2014-01-03 19:16:16

by Knut Petersen

[permalink] [raw]
Subject: [BUG 3.13.0-rc6] reiserfs possible circular locking dependency

Rebooting after a power failure on an openSuSE 13.1 system
with kernel 3.13.0-rc6 triggered the attached lockdep warning.

cu,
Knut


Attachments:
lockdep_reiser (7.94 kB)

2014-01-03 19:46:33

by Linus Torvalds

[permalink] [raw]
Subject: Re: [BUG 3.13.0-rc6] reiserfs possible circular locking dependency

On Fri, Jan 3, 2014 at 11:16 AM, Knut Petersen
<[email protected]> wrote:
> Rebooting after a power failure on an openSuSE 13.1 system
> with kernel 3.13.0-rc6 triggered the attached lockdep warning.

Hmm. It seems to be that the *normal* sequence should be:

- get i_mutex, call lookup, which gets sbi->lock (reiserfs_write_lock)

but in the mounting path, we have special circumstances.

That finish_unfinished() function does

- reiserfs_write_lock_nested() .
- remove_save_link
- iput(inode) with the write lock held

and that can apparently end up taking i_mutex in open_xa_dir (and then
recursively the write lock, but that's an explicitly recursive lock,
so that part should be ok).

Now, I don't think this can *really* deadlock with the normal order of
operations, because during mounting there is no other process that can
take those in the reverse order (since the filesystem isn't live), but
I do wonder if we should just release the reiserfs write lock over the
iputs.
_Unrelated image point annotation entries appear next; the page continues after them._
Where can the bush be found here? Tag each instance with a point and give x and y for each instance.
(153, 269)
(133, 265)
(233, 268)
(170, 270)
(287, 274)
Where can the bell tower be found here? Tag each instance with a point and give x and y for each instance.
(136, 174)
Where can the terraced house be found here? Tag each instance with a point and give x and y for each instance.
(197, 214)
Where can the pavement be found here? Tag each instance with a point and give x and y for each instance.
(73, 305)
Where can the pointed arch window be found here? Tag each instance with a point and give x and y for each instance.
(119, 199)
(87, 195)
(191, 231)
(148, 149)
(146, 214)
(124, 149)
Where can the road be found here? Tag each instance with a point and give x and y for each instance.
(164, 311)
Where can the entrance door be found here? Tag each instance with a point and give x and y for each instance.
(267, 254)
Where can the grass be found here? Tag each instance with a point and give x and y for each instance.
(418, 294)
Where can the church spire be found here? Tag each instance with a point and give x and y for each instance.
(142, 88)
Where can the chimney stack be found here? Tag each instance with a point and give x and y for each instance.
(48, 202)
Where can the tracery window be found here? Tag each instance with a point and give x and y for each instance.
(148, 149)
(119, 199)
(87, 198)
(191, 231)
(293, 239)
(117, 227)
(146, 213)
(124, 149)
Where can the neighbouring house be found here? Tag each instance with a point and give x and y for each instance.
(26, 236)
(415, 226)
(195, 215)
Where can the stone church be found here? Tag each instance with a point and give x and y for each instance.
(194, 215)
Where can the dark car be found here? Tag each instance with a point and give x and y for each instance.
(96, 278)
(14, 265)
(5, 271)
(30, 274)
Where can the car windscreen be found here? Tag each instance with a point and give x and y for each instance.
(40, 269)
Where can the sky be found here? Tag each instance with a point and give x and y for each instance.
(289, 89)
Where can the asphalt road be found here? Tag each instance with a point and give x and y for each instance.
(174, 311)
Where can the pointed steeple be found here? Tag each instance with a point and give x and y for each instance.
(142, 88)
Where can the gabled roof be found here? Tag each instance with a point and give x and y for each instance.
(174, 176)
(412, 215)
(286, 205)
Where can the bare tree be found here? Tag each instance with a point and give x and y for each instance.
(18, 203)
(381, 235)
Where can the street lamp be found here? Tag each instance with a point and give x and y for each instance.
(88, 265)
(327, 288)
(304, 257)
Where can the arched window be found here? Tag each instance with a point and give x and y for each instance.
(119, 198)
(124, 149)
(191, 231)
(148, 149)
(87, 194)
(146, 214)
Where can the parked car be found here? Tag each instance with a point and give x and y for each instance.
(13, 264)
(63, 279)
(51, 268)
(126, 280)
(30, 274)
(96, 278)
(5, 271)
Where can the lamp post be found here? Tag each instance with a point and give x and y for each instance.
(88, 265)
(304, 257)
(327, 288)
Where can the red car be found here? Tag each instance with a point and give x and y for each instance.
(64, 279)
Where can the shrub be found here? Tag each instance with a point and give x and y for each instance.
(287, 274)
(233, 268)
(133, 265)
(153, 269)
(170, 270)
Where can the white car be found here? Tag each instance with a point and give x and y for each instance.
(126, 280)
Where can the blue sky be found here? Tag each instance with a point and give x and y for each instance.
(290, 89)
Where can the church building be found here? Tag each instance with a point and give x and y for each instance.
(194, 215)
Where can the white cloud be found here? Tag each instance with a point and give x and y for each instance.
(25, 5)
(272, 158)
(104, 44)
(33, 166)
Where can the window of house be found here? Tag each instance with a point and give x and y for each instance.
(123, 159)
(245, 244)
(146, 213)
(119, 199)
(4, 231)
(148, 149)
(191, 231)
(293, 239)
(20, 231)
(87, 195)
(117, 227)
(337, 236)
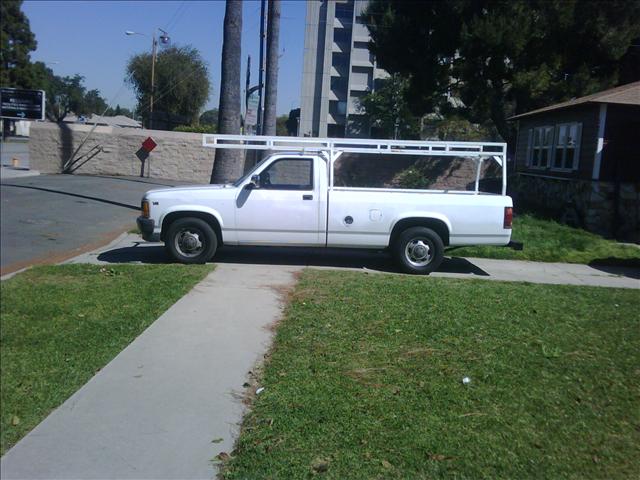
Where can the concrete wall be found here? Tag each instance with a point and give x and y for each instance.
(593, 205)
(178, 156)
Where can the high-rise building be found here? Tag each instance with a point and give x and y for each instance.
(338, 70)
We release it in other parts anyway (like for the quota off)

Jeff, you already touched this exact case in commit d2d0395fd177
("reiserfs: locking, release lock around quota operations") except
that was for those quota operation cases.
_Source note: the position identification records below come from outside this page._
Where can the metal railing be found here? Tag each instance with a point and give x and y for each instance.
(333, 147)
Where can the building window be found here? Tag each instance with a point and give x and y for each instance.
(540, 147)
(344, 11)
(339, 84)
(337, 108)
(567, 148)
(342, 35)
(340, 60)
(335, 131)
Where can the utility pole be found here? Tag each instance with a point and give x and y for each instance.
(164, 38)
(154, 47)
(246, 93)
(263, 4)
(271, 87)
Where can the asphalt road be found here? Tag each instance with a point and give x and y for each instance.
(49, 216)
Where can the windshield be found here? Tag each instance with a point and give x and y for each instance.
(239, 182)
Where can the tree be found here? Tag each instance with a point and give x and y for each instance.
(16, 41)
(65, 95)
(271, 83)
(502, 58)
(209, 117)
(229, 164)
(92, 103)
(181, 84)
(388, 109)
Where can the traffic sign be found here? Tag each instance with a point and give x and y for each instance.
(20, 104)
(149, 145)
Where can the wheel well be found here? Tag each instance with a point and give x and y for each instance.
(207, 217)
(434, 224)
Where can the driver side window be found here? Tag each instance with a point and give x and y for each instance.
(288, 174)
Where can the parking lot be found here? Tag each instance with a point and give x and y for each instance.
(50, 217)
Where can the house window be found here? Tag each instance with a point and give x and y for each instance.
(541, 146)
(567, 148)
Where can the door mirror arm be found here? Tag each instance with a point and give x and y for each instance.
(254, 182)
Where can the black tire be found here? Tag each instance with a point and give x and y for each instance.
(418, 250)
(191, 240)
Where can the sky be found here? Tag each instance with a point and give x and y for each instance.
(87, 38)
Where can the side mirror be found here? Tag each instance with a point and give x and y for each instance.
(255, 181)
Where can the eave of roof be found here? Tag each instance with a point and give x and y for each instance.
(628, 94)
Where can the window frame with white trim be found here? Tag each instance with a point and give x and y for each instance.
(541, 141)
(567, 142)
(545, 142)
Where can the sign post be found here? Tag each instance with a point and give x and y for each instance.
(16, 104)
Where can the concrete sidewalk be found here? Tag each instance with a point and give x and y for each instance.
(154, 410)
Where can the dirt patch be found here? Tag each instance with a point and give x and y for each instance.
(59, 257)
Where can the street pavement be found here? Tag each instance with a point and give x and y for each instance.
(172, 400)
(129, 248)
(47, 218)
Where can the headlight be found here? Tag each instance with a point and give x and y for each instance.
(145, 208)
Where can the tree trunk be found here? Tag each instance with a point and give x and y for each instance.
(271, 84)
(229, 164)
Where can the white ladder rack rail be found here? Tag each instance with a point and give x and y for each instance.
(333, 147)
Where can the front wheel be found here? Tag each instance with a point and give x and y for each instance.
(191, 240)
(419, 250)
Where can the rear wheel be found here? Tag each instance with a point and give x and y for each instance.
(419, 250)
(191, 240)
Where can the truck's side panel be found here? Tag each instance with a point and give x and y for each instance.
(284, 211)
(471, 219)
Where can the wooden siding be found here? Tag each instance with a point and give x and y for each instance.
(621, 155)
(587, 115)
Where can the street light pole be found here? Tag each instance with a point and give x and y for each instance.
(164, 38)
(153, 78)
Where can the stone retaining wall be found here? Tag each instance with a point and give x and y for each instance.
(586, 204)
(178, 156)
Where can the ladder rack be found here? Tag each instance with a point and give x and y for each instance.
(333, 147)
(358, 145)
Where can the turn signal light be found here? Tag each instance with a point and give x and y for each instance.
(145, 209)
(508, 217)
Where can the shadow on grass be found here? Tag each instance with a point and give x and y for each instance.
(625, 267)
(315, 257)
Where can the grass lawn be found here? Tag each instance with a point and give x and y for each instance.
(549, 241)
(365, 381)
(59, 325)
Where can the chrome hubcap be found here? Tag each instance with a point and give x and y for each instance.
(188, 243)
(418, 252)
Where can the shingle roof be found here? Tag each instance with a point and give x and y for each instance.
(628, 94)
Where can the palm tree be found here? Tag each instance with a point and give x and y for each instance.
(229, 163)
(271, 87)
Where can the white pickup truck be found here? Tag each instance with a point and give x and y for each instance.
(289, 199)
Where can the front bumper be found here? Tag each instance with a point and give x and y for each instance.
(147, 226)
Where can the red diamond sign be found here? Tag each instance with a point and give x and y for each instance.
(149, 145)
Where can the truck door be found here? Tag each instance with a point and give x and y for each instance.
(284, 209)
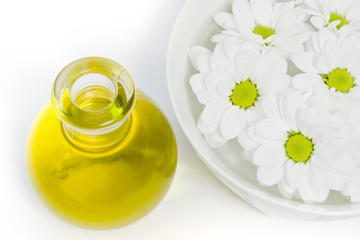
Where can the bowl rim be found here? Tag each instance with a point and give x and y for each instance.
(218, 171)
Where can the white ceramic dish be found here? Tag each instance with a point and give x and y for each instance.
(194, 26)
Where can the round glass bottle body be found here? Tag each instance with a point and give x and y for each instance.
(113, 171)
Even if it's not a real problem, making lockdep happy sounds like a
good idea. Of course, the trouble is that this code path almost never
gets exercised (which is why this hasn't been noticed earlier), so
testing...

Jeff? Comments?

Linus

2014-01-03 22:04:50

by Jeff Mahoney

[permalink] [raw]
Subject: Re: [BUG 3.13.0-rc6] reiserfs possible circular locking dependency

On 1/3/14, 2:46 PM, Linus Torvalds wrote:
> On Fri, Jan 3, 2014 at 11:16 AM, Knut Petersen
> <[email protected]> wrote:
>> Rebooting after a power failure on an openSuSE 13.1 system
>> with kernel 3.13.0-rc6 triggered the attached lockdep warning.
>
> Hmm. It seems to be that the *normal* sequence should be:
>
> - get i_mutex, call lookup, which gets sbi->lock (reiserfs_write_lock)
>
> but in the mounting path, we have special circumstances.
>
> That finish_unfinished() function does
>
> - reiserfs_write_lock_nested() .
> - remove_save_link
> - iput(inode) with the write lock held
>
> and that can apparently end up taking i_mutex in open_xa_dir (and then
> recursively the write lock, but that's an explicitly recursive lock,
> so that part should be ok).
>
> Now, I don't think this can *really* deadlock with the normal order of
> operations, because during mounting there is no other process that can
> take those in the reverse order (since the filesystem isn't live), but
> I do wonder if we should just release the reiserfs write lock over the
> iputs. We release it in other parts anyway (like for the quota off)
>
> Jeff, you already touched this exact case in commit d2d0395fd177
> ("reiserfs: locking, release lock around quota operations") except
> that was for those quota operation cases.
>
> Even if it's not a real problem, making lockdep happy sounds like a
> good idea. Of course, the trouble is that this code path almost never
> gets exercised (which is why this hasn't been noticed earlier), so
> testing...
>
> Jeff? Comments?

If someone ever invents a time machine, I'd go back to 2004 and tell
myself to fight harder to make a reiserfs v3.7 with real extended
attribute items. This code will haunt me to my death.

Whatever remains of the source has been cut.